According to the SEC’s updated 2017 regulatory agenda, a potential amendment to the so-called “Loan Provision” of Regulation S-X, regarding the impact of loans or debtor-creditor relationships on auditor independence, is in the “final rule stage,” with the SEC’s Office of Chief Accountant considering issuing a recommendation that the SEC amend the Loan Provision. The regulatory agenda, which is available on the “Reginfo.gov” website maintained by the Office of Information and Regulatory Affairs (part of the Office of Management and Budget), is a nonbinding indicator of the rulemaking plans of the SEC’s chairman and staff. 

As we have previously reported, SEC Commissioner Michael Piwowar gave a speech in early May 2017 in which he stated that he directed the SEC staff to begin working on amendments to the Loan Provision to “address unnecessary compliance issues and instead focus attention on lending relationships that actually threaten auditor independence.” At that time, Commissioner Piwowar noted that “this rulemaking is consistent with my view that the Commission evaluate whether the rules and policies the agency implements are indeed achieving their intended objectives.”

Background

As a reminder, Rule 2-01(c) under Regulation S-X sets forth a non-exclusive list of circumstances that are considered inconsistent with the “independence” of a registered public accounting firm (an Audit Firm), including the Loan Provision. The Loan Provision provides that an Audit Firm is not independent when the Audit Firm has a loan from “record or beneficial owners of more than ten percent of the audit client’s equity securities.” An “audit client,” in turn, is defined to include any affiliate of the audit client and, when the audit client is an entity within an “investment company complex” (as defined in Regulation S-X), it also includes every entity within the investment company complex, regardless of whether the Audit Firm actually provides audit services to those other entities. 

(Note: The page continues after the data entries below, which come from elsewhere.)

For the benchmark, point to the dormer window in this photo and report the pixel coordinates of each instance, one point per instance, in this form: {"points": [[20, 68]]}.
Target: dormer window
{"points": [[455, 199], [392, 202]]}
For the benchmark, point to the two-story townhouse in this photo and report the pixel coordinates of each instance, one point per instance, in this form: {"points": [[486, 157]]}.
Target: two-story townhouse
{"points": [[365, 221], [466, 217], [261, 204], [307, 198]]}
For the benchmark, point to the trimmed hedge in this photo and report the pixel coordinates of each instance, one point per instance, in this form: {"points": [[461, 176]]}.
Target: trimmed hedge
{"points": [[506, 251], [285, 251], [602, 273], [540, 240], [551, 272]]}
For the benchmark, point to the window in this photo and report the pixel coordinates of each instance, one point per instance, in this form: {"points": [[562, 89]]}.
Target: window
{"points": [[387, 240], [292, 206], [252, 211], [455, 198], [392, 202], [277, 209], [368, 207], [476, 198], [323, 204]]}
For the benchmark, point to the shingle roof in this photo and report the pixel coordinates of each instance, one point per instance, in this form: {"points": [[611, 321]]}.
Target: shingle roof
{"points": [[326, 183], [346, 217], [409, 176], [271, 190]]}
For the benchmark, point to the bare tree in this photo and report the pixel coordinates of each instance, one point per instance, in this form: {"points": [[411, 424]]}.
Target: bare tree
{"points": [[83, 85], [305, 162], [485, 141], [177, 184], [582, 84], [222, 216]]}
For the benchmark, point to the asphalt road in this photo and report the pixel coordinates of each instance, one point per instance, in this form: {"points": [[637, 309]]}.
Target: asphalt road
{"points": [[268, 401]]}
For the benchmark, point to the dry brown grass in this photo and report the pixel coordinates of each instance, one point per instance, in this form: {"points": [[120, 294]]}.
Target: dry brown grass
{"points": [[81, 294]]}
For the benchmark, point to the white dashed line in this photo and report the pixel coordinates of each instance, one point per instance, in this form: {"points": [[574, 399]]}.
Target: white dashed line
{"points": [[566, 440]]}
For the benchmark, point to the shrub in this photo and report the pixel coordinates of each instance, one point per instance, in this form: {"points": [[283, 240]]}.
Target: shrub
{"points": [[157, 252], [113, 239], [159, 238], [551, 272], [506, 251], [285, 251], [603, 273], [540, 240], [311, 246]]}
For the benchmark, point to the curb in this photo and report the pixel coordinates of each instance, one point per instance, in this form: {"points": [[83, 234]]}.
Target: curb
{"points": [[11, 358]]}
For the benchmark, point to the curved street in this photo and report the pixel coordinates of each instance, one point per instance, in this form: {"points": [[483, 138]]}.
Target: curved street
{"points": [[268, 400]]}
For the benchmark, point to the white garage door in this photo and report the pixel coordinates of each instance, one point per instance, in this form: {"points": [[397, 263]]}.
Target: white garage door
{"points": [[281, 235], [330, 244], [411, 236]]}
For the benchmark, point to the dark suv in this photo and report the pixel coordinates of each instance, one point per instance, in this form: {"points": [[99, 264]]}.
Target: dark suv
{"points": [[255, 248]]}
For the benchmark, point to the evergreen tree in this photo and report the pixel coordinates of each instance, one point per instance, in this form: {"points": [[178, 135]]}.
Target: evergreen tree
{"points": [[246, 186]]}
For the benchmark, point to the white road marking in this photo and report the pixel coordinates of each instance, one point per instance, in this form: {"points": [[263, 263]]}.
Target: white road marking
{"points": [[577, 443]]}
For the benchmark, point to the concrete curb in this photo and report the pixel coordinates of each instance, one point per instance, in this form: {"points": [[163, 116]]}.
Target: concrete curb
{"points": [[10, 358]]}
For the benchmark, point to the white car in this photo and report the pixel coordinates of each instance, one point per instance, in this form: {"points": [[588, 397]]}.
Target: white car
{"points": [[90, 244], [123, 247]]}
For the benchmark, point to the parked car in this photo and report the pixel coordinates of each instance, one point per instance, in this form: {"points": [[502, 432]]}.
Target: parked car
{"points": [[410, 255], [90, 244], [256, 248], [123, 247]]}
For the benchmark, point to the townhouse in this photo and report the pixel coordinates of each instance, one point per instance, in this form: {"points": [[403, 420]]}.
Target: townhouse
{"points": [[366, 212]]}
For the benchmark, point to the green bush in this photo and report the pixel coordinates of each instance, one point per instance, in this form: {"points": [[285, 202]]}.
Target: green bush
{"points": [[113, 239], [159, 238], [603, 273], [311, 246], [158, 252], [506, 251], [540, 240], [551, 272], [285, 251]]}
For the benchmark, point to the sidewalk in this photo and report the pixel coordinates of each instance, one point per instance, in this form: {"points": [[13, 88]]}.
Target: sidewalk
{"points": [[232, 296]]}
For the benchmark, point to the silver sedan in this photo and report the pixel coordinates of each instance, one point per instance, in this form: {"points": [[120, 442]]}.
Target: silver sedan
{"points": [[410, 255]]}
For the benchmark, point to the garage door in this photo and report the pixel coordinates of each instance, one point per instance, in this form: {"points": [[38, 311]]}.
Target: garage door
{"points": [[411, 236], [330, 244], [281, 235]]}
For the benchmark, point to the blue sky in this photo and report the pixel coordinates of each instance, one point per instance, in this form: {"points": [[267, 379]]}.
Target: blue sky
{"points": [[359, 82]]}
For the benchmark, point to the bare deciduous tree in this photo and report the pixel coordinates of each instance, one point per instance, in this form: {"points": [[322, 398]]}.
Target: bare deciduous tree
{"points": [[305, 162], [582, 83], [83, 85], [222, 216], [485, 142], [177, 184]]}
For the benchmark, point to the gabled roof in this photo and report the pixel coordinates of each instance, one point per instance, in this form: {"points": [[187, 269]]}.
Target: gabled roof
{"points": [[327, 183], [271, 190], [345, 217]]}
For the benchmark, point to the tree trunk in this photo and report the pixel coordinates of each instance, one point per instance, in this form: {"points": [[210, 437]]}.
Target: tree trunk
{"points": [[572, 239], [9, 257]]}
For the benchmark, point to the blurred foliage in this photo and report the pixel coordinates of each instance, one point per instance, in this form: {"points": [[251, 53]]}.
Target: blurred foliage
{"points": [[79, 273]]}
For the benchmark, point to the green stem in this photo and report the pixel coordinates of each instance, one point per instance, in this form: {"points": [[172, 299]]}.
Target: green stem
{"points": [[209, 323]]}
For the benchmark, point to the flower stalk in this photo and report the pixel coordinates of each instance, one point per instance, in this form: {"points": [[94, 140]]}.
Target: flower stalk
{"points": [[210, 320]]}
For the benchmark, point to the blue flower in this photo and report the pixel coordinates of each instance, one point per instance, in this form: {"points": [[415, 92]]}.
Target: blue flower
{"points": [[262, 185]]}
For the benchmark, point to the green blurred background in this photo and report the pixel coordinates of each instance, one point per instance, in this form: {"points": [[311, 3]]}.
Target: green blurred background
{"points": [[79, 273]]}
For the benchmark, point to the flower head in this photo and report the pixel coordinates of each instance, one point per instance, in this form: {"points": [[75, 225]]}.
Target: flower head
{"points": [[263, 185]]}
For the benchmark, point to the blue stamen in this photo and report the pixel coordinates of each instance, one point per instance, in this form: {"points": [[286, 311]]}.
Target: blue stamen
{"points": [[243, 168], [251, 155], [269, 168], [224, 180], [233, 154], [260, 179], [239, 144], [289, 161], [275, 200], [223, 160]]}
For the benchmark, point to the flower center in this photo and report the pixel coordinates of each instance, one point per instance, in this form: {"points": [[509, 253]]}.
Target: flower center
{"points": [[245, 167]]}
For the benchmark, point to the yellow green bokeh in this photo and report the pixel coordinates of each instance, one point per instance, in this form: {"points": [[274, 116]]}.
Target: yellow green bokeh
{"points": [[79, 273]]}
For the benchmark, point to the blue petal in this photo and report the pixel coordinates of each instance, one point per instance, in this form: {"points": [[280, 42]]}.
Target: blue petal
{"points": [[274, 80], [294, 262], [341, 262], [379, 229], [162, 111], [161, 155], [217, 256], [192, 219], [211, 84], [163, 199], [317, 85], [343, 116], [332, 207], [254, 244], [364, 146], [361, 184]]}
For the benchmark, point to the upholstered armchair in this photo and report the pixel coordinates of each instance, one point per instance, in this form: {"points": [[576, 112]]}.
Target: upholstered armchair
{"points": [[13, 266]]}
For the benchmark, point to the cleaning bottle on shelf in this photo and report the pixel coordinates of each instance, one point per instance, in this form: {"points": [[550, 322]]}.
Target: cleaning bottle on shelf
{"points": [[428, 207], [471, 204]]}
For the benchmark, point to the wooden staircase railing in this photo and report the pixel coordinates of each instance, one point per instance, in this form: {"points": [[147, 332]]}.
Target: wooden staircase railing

Temporary No-Action Relief on Auditor Independence and the Loan Provision

On June 20, 2016, the staff of the SEC’s Division of Investment Management, in consultation with the Office of the Chief Accountant and the Division of Corporation Finance, issued a no-action letter to Fidelity Management & Research Company (FMR) assuring that, for 18 months from the issuance date, and subject to certain conditions set forth in the letter, the staff would not recommend enforcement action to the SEC if a registered fund or other entity in its investment company complex employs an Audit Firm that has relationships causing technical non-compliance as a result of the Loan Provision. Thus, although the no-action letter issued to FMR helped alleviate some of the compliance challenges faced by mutual funds with respect to the Loan Provision, it did not provide a “permanent fix.” 

Any further developments on the Loan Provision will be addressed in a future issue of the Regulatory Update.